For most growing businesses, acquiring new assets upfront represents a significant investment. To meet the demands of growth, small businesses may have to build up their funds for a significant period of time. This can disrupt their cash flow, taking money away from other areas of the company like advertising, marketing, rent, necessary licensing and so on. In the long run, this could be detrimental to the business.
By making use of vehicle and equipment financing you can get all the assets that you need in a shorter period of time without the major upfront costs.
In this blog, we’re going to take a look at the key things that you need to know about vehicle and equipment financing. We will discuss the different options as well as the pros and cons of the process.
Loan vs. Lease
- Vehicle and Equipment Loan
If you require particular assets to run your business, you can take out a loan with a bank or a lender to purchase those assets. The assets that you bought will act as security for the lender. As with any other loan, you will be required to make periodic payments over a fixed term. These payments will include interest and principal payments. In this case, you will own the asset unless you default on the loan. The lender will gain possession of the assets if you’re not able to make payments.

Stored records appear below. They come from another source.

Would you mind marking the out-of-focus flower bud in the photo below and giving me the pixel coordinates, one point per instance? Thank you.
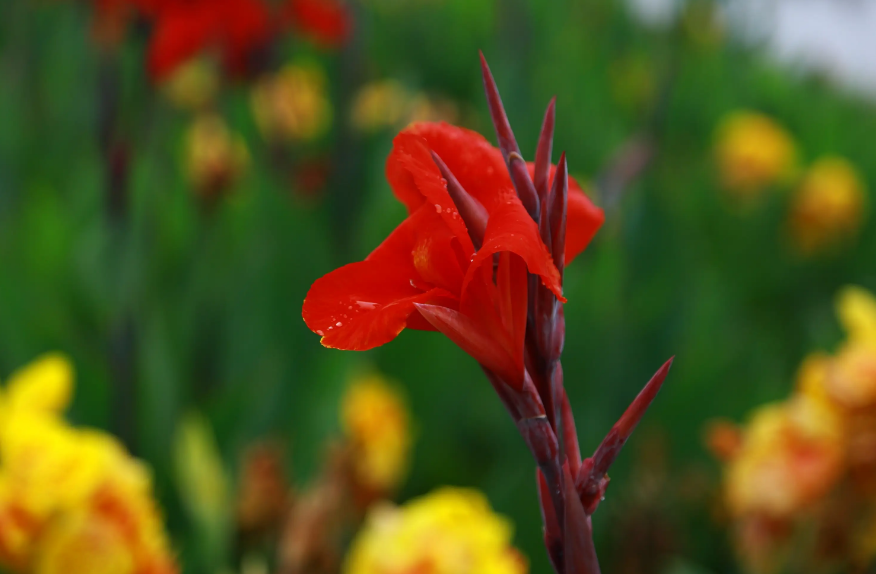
(753, 152)
(264, 493)
(828, 206)
(215, 157)
(202, 481)
(293, 104)
(193, 85)
(449, 530)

In order to take out a business loan, the bank or lender will often require personal and business credit scores, a balance sheet, a cash flow statement and other documents that show the financial standing of your business. You will likely also be required to provide a business plan and detailed proposal for growth. This information will be used to see whether or not your business is qualified for the loan and can afford the necessary repayments.
Compared to leasing, the process of qualifying for a loan can be a bit difficult. However, since you get to own the assets, a loan can be more beneficial in the long term. According to NAB, most businesses choose the loan option, with equipment loans making up 77% of the market.
- Equipment Lease
With this option, it is the bank or the lender that owns the assets. These assets will be leased to you for a fixed rate and you’ll need to pay that rate over an agreed-upon term. Once the term ends, the assets will be returned to the owner unless you renew the lease or buy the assets outright.

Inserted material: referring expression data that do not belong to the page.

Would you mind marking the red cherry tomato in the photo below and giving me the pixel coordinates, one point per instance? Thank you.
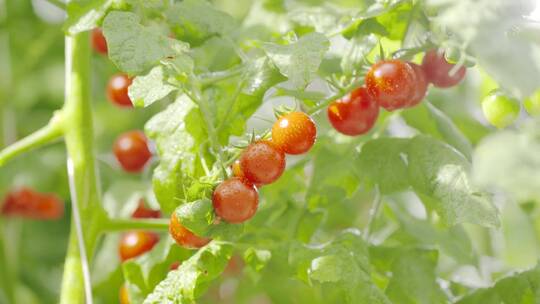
(123, 295)
(294, 133)
(117, 90)
(235, 200)
(391, 83)
(98, 41)
(437, 70)
(355, 114)
(143, 212)
(134, 243)
(420, 85)
(131, 151)
(184, 237)
(262, 163)
(28, 203)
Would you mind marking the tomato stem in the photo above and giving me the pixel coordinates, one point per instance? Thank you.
(136, 224)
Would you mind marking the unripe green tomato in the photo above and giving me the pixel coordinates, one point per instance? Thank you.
(532, 104)
(500, 110)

There’s also a hire purchase agreement. This is where the lender owns the assets while you make repayments towards ownership. At the end of the term, you gain possession of said assets.
Generally speaking, it’s easier to get a lease than it is to qualify for a loan. However, there are considerable risks in leasing business equipment. For example, if you happen to lease the assets longer than intended, it could cost you more money than it would to just buy the asset outright.
When going for a lease, be sure to plan as much as possible. Figure out how long you’re planning to use the leased equipment and whether or not you’ll buy the assets at the end of the term. This information will help you decide on which financing option is more suitable for your needs and, more importantly, your budget.
Pros and Cons
Now that you understand the options, it’s time to look at the pros and cons of financing vehicles and equipment.
- Helps build credit
If you take out a business loan and make repayments on it, you’ll be able to improve your business credit score. In the future, a good credit score will make it easier for you to take out more loans and help your business grow further.
Since you don’t have to pay the full price for the assets upfront, equipment financing is a very accessible option for most small businesses. It will allow them to get the assets that they need without having to disrupt their cash flow.
- Can be more expensive in the long run
If you don’t plan out your finances properly, you could end up paying more than is necessary. This could be due to a lengthy leasing period or taking out a bad loan on a depreciating asset. To avoid this, we recommended consulting a reliable financial advisor before you make any commitments.
- Can lower your credit score
Equipment financing can help you build credit, but it can also adversely affect your credit score if you can’t make repayments. If this happens, you will have a difficult time taking out loans in the future. This can then hinder your ability to run and grow your business.
That was just a quick overview of vehicle and equipment financing. If you have further questions or other concerns, be sure to consult a trusted financial advisor. Not planning out your next steps could put you and your business into a lot of financial trouble. Even if something seems advantageous from the get-go, it’s still a good idea to think things through with a financial expert.